Elément aggravant, deux grands paris qui avaient été faits pour bonifier la croissance se sont retournés conte les autorités brésiliennes. Le plan éthanol devait permettre en attendant l’arrivée du pétrole inventé au large des côtes brésiliennes de garantir l’indépendance énergétique du pays dans des conditions financières acceptables. La hausse des cours du sucre a contraint le Brésil à importer du pétrole, devenu ces dernières années moins cher que l’alcool de canne. Ces importations pèsent sur la balance des échanges. Des liens commerciaux privilégiés ont été tissés avec la Chine. La Chine est devenue depuis 2009 le premier partenaire commercial du Brésil. La Chine absorbe les productions de la ferme Brésil (soja, viande, oranges etc..) et ses minerais (le fer en particulier). Et elle lui revend des produits à forte valeur ajoutée qui viennent concurrencer les productions industrielles brésiliennes en Amérique du sud, en Afrique, mais aussi sur son propre marché. La petite croissance brésilienne de 2012 est d’origine agricole, la production industrielle a été en 2012 en effet négative.

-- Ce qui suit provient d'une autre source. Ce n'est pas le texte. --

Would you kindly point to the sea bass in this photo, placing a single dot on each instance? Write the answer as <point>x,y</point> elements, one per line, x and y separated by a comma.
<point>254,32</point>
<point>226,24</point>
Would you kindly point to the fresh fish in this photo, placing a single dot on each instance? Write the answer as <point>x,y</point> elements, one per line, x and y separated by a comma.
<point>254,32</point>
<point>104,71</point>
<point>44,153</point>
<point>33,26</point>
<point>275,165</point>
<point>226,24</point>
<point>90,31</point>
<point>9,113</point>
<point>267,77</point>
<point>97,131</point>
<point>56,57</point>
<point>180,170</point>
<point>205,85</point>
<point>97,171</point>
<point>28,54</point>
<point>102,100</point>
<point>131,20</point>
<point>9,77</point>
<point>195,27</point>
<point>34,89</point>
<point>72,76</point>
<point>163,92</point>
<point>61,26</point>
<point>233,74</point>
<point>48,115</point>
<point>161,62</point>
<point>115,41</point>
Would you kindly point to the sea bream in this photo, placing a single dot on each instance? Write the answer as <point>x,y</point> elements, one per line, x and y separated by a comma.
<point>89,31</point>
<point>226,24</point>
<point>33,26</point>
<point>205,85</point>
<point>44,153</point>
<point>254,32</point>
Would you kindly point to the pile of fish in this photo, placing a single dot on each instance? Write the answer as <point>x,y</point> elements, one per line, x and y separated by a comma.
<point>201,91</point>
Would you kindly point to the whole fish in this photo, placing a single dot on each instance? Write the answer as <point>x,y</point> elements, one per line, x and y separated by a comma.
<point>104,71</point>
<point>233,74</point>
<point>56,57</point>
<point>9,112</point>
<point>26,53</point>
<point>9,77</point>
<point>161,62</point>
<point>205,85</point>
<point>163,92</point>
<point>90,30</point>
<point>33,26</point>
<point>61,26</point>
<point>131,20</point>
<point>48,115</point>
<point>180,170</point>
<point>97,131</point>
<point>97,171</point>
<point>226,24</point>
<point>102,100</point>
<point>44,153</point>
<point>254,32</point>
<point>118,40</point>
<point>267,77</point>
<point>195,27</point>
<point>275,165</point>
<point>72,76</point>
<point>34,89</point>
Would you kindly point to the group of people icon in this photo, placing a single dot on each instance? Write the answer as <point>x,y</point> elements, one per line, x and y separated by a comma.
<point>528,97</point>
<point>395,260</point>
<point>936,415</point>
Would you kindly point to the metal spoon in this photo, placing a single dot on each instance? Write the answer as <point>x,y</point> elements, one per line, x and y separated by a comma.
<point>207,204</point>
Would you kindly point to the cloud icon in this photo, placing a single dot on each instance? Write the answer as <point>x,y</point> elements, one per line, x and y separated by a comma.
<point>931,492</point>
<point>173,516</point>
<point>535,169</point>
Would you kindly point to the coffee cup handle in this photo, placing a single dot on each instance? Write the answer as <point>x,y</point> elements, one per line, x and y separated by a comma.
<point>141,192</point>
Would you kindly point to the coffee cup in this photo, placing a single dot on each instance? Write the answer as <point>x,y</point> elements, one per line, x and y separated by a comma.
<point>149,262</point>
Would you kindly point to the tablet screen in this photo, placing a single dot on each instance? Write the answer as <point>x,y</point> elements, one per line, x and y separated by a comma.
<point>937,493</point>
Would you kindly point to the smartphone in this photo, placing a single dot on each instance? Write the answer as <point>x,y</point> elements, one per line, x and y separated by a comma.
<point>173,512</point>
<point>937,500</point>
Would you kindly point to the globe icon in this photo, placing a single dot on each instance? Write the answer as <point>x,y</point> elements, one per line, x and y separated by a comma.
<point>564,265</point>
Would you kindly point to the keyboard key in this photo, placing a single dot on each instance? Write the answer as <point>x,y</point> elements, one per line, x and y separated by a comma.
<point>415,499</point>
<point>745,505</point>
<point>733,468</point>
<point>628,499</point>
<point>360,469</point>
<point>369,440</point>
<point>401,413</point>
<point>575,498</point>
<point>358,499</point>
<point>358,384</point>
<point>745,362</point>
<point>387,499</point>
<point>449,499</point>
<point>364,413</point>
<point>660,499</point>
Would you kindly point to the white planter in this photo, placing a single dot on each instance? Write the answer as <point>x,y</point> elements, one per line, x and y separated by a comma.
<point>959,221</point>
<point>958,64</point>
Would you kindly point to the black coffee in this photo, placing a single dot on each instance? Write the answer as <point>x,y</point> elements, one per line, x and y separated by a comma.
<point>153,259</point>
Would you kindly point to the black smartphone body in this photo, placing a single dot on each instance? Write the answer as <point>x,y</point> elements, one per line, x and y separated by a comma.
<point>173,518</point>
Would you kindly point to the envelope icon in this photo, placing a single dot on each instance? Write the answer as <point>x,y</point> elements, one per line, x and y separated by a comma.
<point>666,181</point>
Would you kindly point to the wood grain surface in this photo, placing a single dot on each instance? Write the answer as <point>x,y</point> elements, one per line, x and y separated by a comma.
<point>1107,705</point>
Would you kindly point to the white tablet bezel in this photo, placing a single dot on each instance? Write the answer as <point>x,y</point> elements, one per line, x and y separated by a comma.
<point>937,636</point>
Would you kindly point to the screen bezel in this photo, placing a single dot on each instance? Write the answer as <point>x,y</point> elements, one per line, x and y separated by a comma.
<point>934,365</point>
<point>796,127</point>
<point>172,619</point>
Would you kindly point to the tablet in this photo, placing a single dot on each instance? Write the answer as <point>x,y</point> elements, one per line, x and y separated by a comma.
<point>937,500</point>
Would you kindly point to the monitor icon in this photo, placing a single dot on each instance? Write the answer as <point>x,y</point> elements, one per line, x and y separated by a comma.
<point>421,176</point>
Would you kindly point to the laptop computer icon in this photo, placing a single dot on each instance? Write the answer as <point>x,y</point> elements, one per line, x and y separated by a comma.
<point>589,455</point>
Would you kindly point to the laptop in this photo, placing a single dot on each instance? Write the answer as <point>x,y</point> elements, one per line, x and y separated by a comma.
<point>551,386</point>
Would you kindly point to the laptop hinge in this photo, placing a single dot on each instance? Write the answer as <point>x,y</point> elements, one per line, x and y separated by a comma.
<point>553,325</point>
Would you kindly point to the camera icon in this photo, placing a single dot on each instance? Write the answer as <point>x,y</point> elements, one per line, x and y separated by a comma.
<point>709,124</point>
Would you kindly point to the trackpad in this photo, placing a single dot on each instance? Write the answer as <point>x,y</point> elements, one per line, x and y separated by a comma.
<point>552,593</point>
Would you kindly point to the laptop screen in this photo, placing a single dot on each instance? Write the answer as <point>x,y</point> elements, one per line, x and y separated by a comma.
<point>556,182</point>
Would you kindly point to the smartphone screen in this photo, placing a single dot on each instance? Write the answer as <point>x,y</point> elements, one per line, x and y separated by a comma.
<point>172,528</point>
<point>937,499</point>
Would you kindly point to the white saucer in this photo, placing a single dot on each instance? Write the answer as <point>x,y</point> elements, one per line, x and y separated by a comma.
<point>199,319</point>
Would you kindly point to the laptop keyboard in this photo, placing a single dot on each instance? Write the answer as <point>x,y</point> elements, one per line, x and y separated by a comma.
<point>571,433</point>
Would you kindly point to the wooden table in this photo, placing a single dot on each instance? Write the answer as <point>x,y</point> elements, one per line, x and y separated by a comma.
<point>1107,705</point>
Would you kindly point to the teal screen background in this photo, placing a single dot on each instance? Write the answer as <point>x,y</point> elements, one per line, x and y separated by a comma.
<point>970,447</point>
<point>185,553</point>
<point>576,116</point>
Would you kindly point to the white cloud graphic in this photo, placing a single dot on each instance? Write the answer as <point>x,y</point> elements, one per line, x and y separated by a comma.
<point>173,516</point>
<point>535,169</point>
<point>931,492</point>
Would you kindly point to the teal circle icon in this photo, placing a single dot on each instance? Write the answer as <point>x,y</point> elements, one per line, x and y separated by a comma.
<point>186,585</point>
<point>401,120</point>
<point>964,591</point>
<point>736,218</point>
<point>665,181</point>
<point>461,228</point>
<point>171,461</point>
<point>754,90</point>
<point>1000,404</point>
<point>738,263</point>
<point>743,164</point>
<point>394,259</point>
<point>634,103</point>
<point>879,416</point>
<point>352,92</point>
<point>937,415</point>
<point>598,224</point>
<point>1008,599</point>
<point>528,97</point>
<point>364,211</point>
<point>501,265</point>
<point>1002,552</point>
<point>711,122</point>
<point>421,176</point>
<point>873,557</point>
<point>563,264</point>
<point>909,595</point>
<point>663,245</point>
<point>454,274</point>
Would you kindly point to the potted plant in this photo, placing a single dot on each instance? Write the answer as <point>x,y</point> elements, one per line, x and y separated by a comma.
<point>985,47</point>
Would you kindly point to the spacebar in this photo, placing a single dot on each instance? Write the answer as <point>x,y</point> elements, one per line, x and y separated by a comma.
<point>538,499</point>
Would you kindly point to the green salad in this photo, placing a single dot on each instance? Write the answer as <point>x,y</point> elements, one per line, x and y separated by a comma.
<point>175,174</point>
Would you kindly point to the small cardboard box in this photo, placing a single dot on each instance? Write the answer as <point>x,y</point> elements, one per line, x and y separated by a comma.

Les Noirs, les résidents des favelas, les plus pauvres des Brésiliens, bénéficiaires des plans sociaux, n’ont pas manifesté. Sans doute ont-ils bien fait, instruits par l’expérience de la vie. Des groupes de délinquants, jeunes pour la plupart, sortis d’une favela proche de l’aéroport de Rio de Janeiro, ont tardivement cherché un profit personnel en rançonnant des manifestants et des automobilistes. Huit d’entre eux sont tombés sous les balles de la police dans le silence assourdissant des médias locaux.